At the Vallo del Crati begins the block of crystalline schists Calabria-Peloro, of Hercynian structure, which remained completely submerged during the Mesozoic era as evidenced by the superimposed strips of secondary limestone of Monte Paleparto, of M. Coccuzzo (Cosenza), of M. of Tiriolo and other minor ones, remnants of a Mesozoic mantle. The tectonic lines go from NO. to SE. in the Sila and become almost E.-O. in the Serre and the Aspromonte. The Apennine uplift adapts along the Ionic edge of the block, describing an arc from the Gulf of Taranto to the Sicilian Sea and passing from the master-sirocco tectonic direction of the peninsula to the E.-O. of the Caronie and Madonie.
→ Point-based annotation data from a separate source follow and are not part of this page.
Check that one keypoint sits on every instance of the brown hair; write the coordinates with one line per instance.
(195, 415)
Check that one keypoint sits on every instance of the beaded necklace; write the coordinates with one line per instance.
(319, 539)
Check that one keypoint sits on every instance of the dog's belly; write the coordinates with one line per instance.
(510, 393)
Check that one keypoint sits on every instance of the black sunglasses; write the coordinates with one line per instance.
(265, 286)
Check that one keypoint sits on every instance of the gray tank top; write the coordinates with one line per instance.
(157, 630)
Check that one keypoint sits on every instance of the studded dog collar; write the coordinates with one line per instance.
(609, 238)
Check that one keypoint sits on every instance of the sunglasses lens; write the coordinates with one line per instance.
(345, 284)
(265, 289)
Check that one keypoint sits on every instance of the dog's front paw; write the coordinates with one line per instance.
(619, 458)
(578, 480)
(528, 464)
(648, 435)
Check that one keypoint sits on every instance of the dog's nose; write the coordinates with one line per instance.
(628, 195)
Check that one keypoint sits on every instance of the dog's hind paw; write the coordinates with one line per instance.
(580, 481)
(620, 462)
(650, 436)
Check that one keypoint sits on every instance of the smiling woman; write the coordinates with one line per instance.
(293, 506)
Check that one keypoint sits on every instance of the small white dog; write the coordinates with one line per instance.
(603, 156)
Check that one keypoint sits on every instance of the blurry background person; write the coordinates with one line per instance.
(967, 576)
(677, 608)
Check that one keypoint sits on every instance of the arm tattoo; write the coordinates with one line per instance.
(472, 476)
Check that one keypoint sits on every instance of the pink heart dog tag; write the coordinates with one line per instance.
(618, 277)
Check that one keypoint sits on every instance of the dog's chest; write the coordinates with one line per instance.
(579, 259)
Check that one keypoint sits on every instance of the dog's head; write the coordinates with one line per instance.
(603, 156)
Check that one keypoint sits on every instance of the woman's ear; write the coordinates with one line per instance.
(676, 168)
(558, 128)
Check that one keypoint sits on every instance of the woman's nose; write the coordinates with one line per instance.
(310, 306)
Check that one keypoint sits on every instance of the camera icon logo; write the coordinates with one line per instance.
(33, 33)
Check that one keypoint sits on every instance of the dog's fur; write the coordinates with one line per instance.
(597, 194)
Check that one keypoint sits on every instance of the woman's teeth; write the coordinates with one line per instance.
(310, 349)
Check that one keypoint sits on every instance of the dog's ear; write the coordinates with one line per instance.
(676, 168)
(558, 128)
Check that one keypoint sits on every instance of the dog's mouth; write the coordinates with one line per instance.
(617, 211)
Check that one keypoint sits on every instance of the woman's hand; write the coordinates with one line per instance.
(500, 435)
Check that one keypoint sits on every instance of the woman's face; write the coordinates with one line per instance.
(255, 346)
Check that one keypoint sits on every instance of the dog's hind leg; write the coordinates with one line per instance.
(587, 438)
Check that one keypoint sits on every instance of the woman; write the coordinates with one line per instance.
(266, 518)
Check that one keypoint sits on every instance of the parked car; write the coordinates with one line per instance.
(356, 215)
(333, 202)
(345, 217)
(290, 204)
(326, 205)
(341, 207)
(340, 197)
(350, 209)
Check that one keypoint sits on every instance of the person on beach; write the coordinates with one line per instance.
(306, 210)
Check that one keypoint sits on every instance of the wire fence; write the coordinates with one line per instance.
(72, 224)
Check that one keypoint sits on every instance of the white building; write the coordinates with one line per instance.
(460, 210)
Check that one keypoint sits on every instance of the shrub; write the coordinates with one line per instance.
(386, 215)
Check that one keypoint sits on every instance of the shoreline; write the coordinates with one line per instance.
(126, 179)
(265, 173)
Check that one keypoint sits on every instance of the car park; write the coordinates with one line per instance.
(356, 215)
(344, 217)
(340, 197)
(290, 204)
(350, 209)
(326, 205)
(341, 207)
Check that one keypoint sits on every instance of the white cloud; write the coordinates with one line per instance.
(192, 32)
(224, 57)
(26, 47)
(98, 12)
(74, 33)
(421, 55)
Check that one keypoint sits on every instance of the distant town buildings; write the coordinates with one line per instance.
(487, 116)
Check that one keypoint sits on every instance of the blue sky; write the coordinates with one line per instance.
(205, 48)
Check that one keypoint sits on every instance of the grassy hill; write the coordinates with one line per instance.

According to MYSTERYAROUND.COM, the orogenic thrust continued vigorously beyond the earliest Miocene so that we now see recent Miocene soils raised in the central Apennines up to 2000 meters; further to S. in the Lepini and Ausoni and in the Irpinia Mountains the hippuritic limestones dominate horizontally by carriageway respectively on the lower Miocene and on the scaly clays. The Apennines thus joined together in a long chain with numerous longitudinal valley furrows that were filled up. Calabria and Sicily still remain a complex of detached islands.

To the east of the main chain, as a distant undulation, rises the Monte Conero of a constitution similar to the Marche Apennines. Further to S. the Gargano is a simple arching of the cretaceous layers of the southern type with Eocene edges. Further to the S. still the vast limestone platform of Puglia stretches with horizontal layers parallel to the Apennines, emerging more slowly than this, as evidenced by its partial coverage of Miocene and Pliocene sediments.

The Miocene ends with a general movement of emergence that gives rise to coastal and lagoon deposits (chalky-sulphurous zone) due in part to a transitory Caspian phase in that Mediterranean that had been forming during the alpine distrophism in place of the Tethys. The Pliocene, on the other hand, marks a transgression or thalassocratic period in which all the inlets, canals and straits remained among the recently uplifted lands are invaded by the sea. Sardinia alone is an exception, because in it, which emerged after the middle Miocene, there is no trace of the Pliocene transgression.

The Quaternary marks a new general uplift where more, where less intense, but always strong, which raises all the coastal Pliocene deposits and thus composes in the current unity all the parts hitherto disjointed. The various Calabrian Pliocene islands come together as a whole; Puglia, Gargano and Conero are joined to the Apennines; the Padano Gulf is reduced and subsequently filled by the Alpine currents. The movement is so intense that the Pliocene is in some cases carried up to over 1000 m. on the sea (Monte dell’Ascensione, 1103 m. near Ascoli); in Calabria the gradual Quaternary rise is marked on the Tyrrhenian side by a fourfold line of terraces; the highest of which has an altitude of 1200 meters.

The alpine diastrophism is accompanied from its beginning by eruptive manifestations. Among the oldest in the Alps are the Euganei dating from the Cretaceous period, the Eocene basalts of Monte Baldo, Veronese and Vicentino, and the Berici. Miocene are the granites and porphyries of Elba and the metaliferous chain, the syenites of Biella and the diorites of Traversella, the granites of S. Fedelino. In Sardinia, trachytes and basalts followed one another from the beginning of the Miocene to the opening of the Quaternary. In Sicily the basalts of the Val di Noto continue until the upper Miocene an activity that began in the Mesozoic in the center of the island. In the Quaternary there is a grandiose revival of volcanism. On the internal side of the Apennines Capraia, Monte Amiata, the volcanoes of Lazio, Campania, Pontic, Aeolian and Ustica.